Although both atrogin1/MAFbx and MuRF1 are upregulated in the muscle of cachectic animals bearing Yoshida hepatoma (Lecker et al, 2004) or C26 colon carcinoma tumour (Zhou et al, 2010), our data indicate that only one of the ubiquitin ligases, atrogin1/MAFbx, is upregulated by LLC in vitro and in vivo. Similarly, Baltgalvis et al (2009) showed previously that atrogin1/MAFbx but not MuRF1 is upregulated in the muscle of Apcmin/+ mice that develop cachexia chronically due to spontaneous development of intestinal adenomas. The lack of MuRF1 upregulation in response to LLC is not surprising. Previous studies revealed that in humans suffering loss of muscle mass and MHC due to certain diseases only atrogin1/MAFbx, but not MuRF1, was upregulated (Leger et al, 2006; Ottenheijm et al, 2006). Although MuRF1, but not atrogin1/MAFbx, is known to target MHC for degradation in response to denervation (Cohen et al, 2009) or dexamethasone treatment (Clarke et al, 2007), our data confirmed that atrogin1/MAFbx upregulation induces MHC loss via suppressing the expression of MHC, particularly, the fast MHC. Thus, atrogin1/MAFbx upregulation alone can result in MHC loss. On the other hand, we cannot rule out the possibility that an unidentified ubiquitin ligase directly targets MHC for degradation in our system.

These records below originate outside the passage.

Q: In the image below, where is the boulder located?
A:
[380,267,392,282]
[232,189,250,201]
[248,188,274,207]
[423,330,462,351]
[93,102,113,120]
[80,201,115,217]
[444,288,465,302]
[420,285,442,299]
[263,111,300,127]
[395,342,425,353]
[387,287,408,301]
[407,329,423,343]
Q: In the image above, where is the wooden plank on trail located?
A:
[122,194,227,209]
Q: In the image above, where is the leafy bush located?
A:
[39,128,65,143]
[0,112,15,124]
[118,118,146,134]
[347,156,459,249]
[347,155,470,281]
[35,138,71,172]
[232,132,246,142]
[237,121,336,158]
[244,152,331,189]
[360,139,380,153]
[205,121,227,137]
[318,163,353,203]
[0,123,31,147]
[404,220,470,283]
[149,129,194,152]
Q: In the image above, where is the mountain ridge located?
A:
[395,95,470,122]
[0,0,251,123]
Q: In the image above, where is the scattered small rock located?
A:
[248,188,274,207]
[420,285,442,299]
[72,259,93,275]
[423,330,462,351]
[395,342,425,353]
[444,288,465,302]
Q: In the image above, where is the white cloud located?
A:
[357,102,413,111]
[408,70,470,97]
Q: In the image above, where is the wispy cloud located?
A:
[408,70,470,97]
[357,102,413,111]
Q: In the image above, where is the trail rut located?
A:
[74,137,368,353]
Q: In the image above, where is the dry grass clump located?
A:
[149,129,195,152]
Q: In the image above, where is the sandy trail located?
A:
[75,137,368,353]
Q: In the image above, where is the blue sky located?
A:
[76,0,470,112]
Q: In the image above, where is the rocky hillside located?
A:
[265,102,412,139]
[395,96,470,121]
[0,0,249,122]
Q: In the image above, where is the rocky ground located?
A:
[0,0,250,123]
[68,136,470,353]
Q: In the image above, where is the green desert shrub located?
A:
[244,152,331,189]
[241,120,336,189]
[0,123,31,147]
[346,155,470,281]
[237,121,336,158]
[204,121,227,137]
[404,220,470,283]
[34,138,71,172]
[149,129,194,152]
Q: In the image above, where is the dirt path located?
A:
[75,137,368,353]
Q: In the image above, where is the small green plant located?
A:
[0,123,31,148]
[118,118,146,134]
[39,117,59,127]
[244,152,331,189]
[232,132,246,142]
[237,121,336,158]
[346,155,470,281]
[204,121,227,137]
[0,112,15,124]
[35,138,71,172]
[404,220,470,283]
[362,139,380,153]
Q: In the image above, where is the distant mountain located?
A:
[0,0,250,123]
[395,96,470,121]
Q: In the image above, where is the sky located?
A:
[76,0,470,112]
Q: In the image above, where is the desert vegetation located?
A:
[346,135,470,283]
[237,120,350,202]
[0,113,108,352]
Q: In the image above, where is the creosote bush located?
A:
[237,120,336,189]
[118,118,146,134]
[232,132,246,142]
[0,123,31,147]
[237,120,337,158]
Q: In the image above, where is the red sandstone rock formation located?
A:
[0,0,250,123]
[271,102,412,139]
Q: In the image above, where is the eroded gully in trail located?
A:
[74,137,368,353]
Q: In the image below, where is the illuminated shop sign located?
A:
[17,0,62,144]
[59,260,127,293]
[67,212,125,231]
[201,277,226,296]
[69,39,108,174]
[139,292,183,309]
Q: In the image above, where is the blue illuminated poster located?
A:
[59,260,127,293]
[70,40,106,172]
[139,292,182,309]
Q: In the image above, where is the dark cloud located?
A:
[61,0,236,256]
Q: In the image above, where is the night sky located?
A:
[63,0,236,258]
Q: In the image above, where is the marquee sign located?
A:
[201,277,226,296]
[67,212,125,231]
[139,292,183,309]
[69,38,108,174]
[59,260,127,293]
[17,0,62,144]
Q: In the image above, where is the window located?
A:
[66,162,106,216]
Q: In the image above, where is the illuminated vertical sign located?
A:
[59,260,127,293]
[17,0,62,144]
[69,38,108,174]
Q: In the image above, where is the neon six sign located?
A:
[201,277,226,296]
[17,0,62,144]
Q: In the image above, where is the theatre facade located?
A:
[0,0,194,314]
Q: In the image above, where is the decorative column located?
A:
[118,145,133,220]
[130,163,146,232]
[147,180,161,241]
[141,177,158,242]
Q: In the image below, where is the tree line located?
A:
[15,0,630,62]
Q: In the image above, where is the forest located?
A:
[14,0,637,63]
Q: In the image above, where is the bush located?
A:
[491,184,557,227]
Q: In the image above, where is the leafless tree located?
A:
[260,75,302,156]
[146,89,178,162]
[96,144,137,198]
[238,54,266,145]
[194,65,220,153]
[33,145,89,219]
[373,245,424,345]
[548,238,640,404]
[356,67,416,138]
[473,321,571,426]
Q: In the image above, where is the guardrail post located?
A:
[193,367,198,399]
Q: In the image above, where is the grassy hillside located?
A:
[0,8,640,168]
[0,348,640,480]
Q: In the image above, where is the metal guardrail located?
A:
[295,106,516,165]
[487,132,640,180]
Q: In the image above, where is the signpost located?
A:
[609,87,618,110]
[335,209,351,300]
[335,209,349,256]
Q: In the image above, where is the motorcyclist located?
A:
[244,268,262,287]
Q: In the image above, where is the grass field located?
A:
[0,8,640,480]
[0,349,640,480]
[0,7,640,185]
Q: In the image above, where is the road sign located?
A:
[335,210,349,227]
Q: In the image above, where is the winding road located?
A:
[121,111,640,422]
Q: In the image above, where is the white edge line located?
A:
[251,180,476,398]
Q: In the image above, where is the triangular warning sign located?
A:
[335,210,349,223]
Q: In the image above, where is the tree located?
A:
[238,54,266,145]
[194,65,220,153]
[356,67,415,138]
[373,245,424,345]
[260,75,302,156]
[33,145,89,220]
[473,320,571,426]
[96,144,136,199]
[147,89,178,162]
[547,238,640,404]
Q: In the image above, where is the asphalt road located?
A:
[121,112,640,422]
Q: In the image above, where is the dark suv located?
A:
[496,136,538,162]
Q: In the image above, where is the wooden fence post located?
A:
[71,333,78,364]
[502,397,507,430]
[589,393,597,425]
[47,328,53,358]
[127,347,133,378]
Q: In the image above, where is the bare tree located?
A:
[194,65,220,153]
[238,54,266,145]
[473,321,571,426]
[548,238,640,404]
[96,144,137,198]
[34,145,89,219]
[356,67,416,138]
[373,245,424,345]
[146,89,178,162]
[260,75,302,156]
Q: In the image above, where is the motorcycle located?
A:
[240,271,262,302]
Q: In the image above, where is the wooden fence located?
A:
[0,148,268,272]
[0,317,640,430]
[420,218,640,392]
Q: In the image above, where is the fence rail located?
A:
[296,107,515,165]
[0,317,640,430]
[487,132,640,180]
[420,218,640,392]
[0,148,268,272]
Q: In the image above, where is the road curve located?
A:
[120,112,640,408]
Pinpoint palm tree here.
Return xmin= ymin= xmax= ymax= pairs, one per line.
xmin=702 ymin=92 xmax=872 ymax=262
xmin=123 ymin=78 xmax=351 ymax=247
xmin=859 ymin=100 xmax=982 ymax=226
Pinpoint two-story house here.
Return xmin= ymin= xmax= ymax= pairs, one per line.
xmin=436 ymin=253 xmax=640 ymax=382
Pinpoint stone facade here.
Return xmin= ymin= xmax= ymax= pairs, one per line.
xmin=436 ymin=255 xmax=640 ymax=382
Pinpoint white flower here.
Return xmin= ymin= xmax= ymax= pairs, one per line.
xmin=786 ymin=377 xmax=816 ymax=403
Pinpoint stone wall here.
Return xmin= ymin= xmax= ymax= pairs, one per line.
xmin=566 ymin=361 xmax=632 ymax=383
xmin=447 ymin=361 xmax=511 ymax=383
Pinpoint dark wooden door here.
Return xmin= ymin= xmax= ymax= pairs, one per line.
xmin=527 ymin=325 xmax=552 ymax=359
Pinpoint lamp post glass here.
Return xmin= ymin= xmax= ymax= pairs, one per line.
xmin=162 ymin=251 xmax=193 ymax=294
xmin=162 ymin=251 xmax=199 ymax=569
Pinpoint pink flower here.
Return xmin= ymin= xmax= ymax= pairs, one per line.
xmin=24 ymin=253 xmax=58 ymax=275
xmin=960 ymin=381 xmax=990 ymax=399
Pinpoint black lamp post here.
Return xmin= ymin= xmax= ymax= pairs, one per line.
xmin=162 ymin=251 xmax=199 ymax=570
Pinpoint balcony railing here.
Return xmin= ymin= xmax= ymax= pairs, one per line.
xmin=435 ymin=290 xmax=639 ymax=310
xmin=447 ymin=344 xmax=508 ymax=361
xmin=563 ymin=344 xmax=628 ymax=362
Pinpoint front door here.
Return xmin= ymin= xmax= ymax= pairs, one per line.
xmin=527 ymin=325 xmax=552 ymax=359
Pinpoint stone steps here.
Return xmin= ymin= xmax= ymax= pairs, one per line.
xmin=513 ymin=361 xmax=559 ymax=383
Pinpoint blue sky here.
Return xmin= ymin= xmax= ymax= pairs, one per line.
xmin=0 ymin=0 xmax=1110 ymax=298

We demonstrate in the present study that while both p38 MAPK and AKT are activated in myotubes by LCM, it is p38 MAPK activity that determines the level of atrogin1/MAFbx expression and muscle catabolism. A diverse array of stimuli can activate p38 MAPK, and unsurprisingly p38 mediates a wide range of cellular events (New and Han, 1998). Paradoxically, p38 MAPK responds to both catabolic and anabolic stimuli in skeletal muscle cells. On one hand, LPS, catabolic cytokines, and oxidative stress can activate p38 MAPK, upregulate atrogin1/MAFbx, and synergistically stimulate muscle protein breakdown (Li et al, 2003, 2005; Baltgalvis et al, 2009; McClung et al, 2010; Doyle et al, 2011). On the other hand, p38 MAPK is also activated by exercise and muscle contraction (Long et al, 2004), and p38 MAPK activation is crucial to satellite cell-mediated myogenesis (Lluis et al, 2006), which are of anabolic nature. The presence of isoforms of p38 MAPK family contributes to its ability to transduce a variety of extracellular signals into distinct nuclear responses (Enslen et al, 1998; Loesch and Chen, 2008; Remy et al, 2010). The α isoform of p38 MAPK has been shown to mediate myogenic differentiation (Perdiguero et al, 2007; Palacios et al, 2010), and the γ isoform of p38 MAPK has been shown to regulate the expansion of myogenic precursor cells (Gillespie et al, 2009), endurance exercise-induced mitochondrial biogenesis and angiogenesis (Pogozelski et al, 2009), and glucose uptake (Ho et al, 2004). However, the function of the β isoform of p38 MAPK was previously unknown. Our data presented here not only identify for the first time that p38β MAPK is the only member of the p38 MAPK family that mediates atrogin1/MAFbx upregulation and muscle catabolism, but also resolves the issue why the p38 MAPK family of kinases is capable of exerting the paradoxical effects on muscle protein homeostasis. In addition, this finding provides a relatively specific therapeutic target for the intervention of cancer cachexia, as previous studies indicated that p38α activity but not p38β activity mediates acute or chronic inflammatory responses (O’Keefe et al, 2007) and ischaemic myocardial injury (Sicard et al, 2010).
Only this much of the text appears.